My name is Shawn Parkhurst. I'm a student at the U. of California at Berkeley doing an interdisciplinary Ph.D. I've been reading from this list from some time, and I've decided to take Tony Galt's advice about describing my dissertation research with hopes that interested parties will have comments to make, on or off the list. Here's a description of what I have been up to.
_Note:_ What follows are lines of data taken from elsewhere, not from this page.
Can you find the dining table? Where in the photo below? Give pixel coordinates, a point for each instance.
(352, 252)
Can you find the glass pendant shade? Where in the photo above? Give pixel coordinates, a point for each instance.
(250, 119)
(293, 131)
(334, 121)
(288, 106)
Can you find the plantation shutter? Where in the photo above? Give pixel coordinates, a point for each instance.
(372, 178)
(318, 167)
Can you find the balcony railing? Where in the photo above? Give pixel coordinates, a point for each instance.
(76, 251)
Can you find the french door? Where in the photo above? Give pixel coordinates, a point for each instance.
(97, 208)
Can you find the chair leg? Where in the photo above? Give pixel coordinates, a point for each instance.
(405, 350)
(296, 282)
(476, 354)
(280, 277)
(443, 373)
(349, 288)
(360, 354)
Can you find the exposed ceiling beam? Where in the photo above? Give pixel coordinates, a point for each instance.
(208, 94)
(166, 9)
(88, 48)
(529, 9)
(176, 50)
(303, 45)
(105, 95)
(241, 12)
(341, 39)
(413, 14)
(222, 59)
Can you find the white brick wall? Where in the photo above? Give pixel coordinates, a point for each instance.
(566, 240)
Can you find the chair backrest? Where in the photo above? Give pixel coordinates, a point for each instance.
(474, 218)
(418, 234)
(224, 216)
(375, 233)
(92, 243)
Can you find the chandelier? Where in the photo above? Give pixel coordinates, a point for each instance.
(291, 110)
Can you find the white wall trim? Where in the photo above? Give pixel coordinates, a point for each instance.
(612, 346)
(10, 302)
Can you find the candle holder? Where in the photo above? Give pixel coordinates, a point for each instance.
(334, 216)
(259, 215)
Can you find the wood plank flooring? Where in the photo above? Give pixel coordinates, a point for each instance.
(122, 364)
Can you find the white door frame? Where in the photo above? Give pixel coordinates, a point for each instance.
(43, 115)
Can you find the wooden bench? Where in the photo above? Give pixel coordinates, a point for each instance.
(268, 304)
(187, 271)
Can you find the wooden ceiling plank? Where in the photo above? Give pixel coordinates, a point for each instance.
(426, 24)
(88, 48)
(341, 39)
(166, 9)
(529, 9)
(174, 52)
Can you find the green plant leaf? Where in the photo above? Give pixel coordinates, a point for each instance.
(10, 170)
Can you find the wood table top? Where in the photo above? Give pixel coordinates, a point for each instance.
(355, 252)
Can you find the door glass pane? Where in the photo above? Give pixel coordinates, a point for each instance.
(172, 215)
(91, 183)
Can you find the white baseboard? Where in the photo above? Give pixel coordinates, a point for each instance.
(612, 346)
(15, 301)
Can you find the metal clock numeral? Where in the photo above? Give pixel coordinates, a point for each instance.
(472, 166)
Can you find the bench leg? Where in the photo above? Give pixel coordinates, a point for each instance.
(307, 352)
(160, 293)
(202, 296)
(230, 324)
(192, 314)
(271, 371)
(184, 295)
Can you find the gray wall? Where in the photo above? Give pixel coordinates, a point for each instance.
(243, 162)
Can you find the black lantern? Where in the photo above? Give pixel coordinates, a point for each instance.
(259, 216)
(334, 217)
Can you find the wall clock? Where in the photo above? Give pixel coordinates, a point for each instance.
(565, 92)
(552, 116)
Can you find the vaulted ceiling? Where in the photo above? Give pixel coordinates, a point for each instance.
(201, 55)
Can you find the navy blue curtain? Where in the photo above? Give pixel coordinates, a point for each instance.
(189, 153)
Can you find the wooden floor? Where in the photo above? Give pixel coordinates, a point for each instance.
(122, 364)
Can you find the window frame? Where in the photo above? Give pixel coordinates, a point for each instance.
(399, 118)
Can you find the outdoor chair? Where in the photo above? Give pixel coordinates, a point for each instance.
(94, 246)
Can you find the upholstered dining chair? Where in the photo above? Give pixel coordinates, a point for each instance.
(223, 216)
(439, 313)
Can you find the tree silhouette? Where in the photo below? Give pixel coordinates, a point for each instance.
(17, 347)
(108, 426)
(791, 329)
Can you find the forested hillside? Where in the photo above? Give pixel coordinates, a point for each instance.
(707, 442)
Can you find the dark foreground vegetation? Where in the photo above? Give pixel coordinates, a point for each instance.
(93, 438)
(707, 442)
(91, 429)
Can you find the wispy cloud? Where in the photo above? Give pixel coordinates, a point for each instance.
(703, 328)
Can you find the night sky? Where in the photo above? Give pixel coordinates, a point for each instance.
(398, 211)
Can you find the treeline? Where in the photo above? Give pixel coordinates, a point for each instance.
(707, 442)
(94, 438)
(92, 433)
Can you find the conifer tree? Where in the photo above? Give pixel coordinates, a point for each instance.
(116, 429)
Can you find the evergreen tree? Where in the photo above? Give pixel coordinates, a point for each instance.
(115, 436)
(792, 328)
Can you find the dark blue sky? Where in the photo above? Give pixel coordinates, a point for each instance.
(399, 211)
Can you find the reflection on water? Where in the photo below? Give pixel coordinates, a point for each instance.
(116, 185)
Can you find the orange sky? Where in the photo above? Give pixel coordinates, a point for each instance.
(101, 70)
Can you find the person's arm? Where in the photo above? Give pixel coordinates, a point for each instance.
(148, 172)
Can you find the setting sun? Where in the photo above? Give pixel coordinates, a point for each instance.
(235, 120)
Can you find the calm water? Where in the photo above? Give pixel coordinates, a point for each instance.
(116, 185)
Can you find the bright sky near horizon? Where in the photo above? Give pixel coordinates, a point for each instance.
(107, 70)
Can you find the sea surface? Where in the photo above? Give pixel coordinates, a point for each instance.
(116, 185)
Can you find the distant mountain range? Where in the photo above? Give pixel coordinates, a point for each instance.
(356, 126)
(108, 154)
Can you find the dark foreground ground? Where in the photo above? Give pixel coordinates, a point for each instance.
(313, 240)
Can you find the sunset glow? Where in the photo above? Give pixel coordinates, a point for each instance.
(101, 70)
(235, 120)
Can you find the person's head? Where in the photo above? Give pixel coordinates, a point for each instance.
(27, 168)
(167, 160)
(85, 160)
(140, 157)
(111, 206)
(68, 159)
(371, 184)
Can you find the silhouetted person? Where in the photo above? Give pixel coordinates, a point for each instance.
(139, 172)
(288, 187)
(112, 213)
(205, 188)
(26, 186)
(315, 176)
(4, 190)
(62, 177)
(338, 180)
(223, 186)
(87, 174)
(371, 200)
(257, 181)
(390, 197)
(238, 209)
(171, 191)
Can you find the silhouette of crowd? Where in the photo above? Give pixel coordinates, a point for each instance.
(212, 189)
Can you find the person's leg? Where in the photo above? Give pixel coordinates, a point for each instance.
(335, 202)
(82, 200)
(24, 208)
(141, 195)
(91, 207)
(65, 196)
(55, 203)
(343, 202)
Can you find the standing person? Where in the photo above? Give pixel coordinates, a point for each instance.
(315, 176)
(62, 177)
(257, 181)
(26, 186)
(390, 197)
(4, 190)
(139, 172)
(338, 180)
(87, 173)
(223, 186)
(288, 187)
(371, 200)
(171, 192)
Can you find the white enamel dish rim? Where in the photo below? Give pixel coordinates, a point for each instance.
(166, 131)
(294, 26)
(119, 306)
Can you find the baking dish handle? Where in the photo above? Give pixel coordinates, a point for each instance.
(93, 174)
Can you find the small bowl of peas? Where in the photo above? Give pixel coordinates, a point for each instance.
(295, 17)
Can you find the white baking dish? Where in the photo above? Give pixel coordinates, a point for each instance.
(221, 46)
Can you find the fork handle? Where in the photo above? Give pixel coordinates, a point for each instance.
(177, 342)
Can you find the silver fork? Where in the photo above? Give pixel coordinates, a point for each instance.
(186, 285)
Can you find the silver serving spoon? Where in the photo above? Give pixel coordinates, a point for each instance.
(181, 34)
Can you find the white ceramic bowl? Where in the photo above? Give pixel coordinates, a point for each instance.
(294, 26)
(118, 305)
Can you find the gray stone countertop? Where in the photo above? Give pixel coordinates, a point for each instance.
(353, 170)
I returned early this year from 15 months of field research in the Alto Douro region of northern Portugal. In my field research I moved deep into but also much beyond a village in the heart of the Alto Douro's demarcated zone for the production of grapes for port wine. My research problem is how such villages develop corporate identities and do much more than react to economic and political decisions imposed from "outside" and "above." The conventional view in the media and social sciences alike is that these villages are identical, internally homogeneous in social terms, and mainly adaptive to economic and policy decisions handed down from the authoritative: port wine shippers, large (typically absentee) land owners, and the Portuguese state, to name a few. Because this is the world's first demarcated wine region, the boundaries of which remain vigilantly enforced by the state, assumptions of internal social and spatial homogeneity derive from an acceptable logic. Yet the boundaries, the character, and the fate of the region are strongly contested from "within." Thus my work asks how members of localities such as villages produce social identities with economic, political, and cultural consequences for social-spatial entities larger than themselves--the Alto Douro region to be sure, but beyond it as well. My dissertation focuses on the local production of regionality, but has implications beyond that for the combined local-regional production of national and even Pan-European identities.

I realize this might seem a little high-flown, especially there at the end. I hope, though, that this will pique someone's interest who is working on similar problems elsewhere in Europe. I would like to talk in detail, and I guess this would be for off the list. I would also like to know what kind of recent work people are reading that engages with problems like these. I'd like to say that I'm especially taken with Lipuma and Meltzoff's approach to problems of locality, region and class in Iberia. Finally, I work with two other people here, Jean Lave, an anthropologist, and Paul Duguid, an historian, and we're trying to develop a multi-perspectival take on the port trade. Are there similar projects that people are engaged in?